Un préalable. Répondre aux questions suivantes : « Faut-il collaborer sur ce projet ? Quels en sont les pour et les contre…sur les différents plans ( humains, techniques, financiers, …)?» Une collaboration inefficace est souvent plus coûteuse que l’absence de collaboration!

Puis, pour donner tous ses fruits la coopération suppose d’avoir :
– Un but fédérateur
– Un objectif précis et clair,
– Des processus bien maîtrisés
– Un bon diagnostic des obstacles à la collaboration pour élaborer les solutions sur mesure. Il identifie quatre obstacles principaux à la collaboration : le manque de demande, le manque d’offre de collaboration, la difficulté à identifier le bon interlocuteur et la difficulté à transférer les savoirs, les bonnes pratiques.
– Une culture d’entreprise qui favorise la promotion de personnes en T, c’est-à-dire bon dans leur métier Et avec un état d’esprit ouvert à la coopération et qui favorise également la diversité.
La solidarité et la collaboration, ça ne se décrètent pas, ça s’apprend !
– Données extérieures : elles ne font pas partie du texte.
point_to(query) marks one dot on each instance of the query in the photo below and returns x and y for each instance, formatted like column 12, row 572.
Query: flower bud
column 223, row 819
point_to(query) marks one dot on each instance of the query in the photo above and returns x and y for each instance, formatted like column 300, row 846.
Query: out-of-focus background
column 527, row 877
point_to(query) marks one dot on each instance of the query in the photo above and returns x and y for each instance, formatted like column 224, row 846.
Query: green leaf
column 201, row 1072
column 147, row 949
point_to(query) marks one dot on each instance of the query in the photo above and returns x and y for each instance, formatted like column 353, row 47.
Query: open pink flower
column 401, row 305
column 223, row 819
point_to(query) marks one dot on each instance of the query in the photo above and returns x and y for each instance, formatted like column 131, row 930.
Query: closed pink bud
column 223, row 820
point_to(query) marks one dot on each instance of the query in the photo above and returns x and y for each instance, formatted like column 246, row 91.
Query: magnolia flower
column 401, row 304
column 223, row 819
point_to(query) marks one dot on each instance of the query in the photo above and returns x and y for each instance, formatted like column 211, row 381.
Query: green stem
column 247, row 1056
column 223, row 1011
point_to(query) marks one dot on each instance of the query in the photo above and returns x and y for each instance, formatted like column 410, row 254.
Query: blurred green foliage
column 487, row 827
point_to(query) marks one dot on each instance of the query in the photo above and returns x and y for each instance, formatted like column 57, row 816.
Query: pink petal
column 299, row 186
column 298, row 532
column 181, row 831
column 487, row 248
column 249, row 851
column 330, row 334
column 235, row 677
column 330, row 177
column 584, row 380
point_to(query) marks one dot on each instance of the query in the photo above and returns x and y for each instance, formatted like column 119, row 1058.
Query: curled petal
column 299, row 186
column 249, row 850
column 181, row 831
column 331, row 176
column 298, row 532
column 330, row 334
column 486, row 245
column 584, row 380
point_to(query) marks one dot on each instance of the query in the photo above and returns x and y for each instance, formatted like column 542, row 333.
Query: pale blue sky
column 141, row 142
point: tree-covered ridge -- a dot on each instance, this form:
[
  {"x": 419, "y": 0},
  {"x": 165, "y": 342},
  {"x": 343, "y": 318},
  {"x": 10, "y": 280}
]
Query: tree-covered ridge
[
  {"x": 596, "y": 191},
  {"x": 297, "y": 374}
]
« Un ornithologue américain du début du XIXème siècle, MacMillan, fit œuvre de visionnaire lorsqu’il écrivit vouloir protéger les condors sur lesquels les cowboys tiraient comme sur tout ce qui bouge : « il faut sauver les condors non pas seulement parce que nous avons besoin des condors, mais parce que nous avons besoin de développer les qualités humaines nécessaires pour les sauver ; car ce sont ces qualités-là dont nous aurons besoin pour nous sauver nous-mêmes ». J.M Pelt

Le coaching d’organisation permet d’identifier plus précisément les différents obstacles qui s’opposeraient à une collaboration efficace et les moyens pour les lever. Le team building constitue un temps qui favorise la connaissance et la compréhension mutuelle. Cela permet de cultiver des échanges informels dans un contexte professionnel différent pour mieux se connaître, se de rencontrer autrement.

Le coaching individuel, la formation à l’intelligence relationnelle peuvent permettre aux équipes de développer les soft skills nécessaires à la coopération. Un travail de développement personnel pour prendre conscience de ses aprioris, ses jugements sur telle équipe ou telle entité, ses projections, apprendre à développer une posture d’ouverture, assertive.
Autant de leviers pour allier intelligence collective et performance.

…I have a dream ? Non, j’ai expérimenté la coopération, la co-construction innovante dans l’entreprise, pendant de nombreuses années dans un environnement de conflit et de compétition interne. Cela a si bien fonctionné que le dirigeant qui a pris la succession a déclaré en substance, à son arrivée, qu’il n’y avait dans les résultats qualité, sécurité, production aucun signe visible extérieur d’une restructuration lourde et longue. Alors ! Qu’en pensez-vous?